Overview
DeepSWE-Preview: An RL-Trained Coding Agent
DeepSWE-Preview is a 32 billion parameter coding agent developed by agentica-org, built upon the Qwen3-32B architecture. This model is uniquely trained using only reinforcement learning (RL) to specialize in software engineering (SWE) tasks, showcasing advanced reasoning for codebase navigation and multi-file editing. It achieves a notable 59.0% on SWE-Bench-Verified, positioning it as a top-performing open-weights model in this domain. The model's performance significantly improved by approximately 20% after just 200 steps of RL training.
Key Capabilities
- Reinforcement Learning (RL) Optimization: Trained exclusively with RL, enhancing its ability to solve complex SWE problems.
- High SWE-Bench Performance: Achieves 59.0% on SWE-Bench-Verified with test-time scaling, outperforming other open-source agents.

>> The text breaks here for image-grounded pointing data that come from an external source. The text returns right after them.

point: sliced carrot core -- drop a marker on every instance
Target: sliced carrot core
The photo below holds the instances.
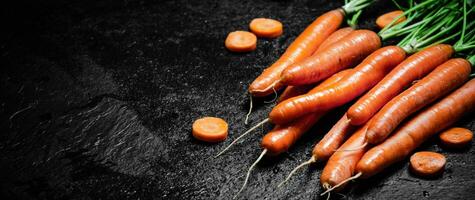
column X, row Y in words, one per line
column 266, row 28
column 210, row 129
column 241, row 41
column 456, row 137
column 426, row 163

- Advanced Tool Use: Integrates with R2E-Gym's tools, including
Execute Bash,Search,File Editor, andFinish/Submit, for comprehensive interaction with development environments. - Efficient Training: Utilizes an enhanced GRPO algorithm with innovations like Clip High, No KL Loss, and Compact Filtering for stable and effective training.
Good for
- Automated Software Development: Ideal for tasks requiring an agent to understand, navigate, and modify codebases.
- Research in RL for LLMs: Provides a foundational model for exploring and advancing reinforcement learning applications in large language models, particularly for agentic behavior.
- Code Generation and Debugging: Excels in scenarios demanding robust code generation, problem-solving, and automated patch creation.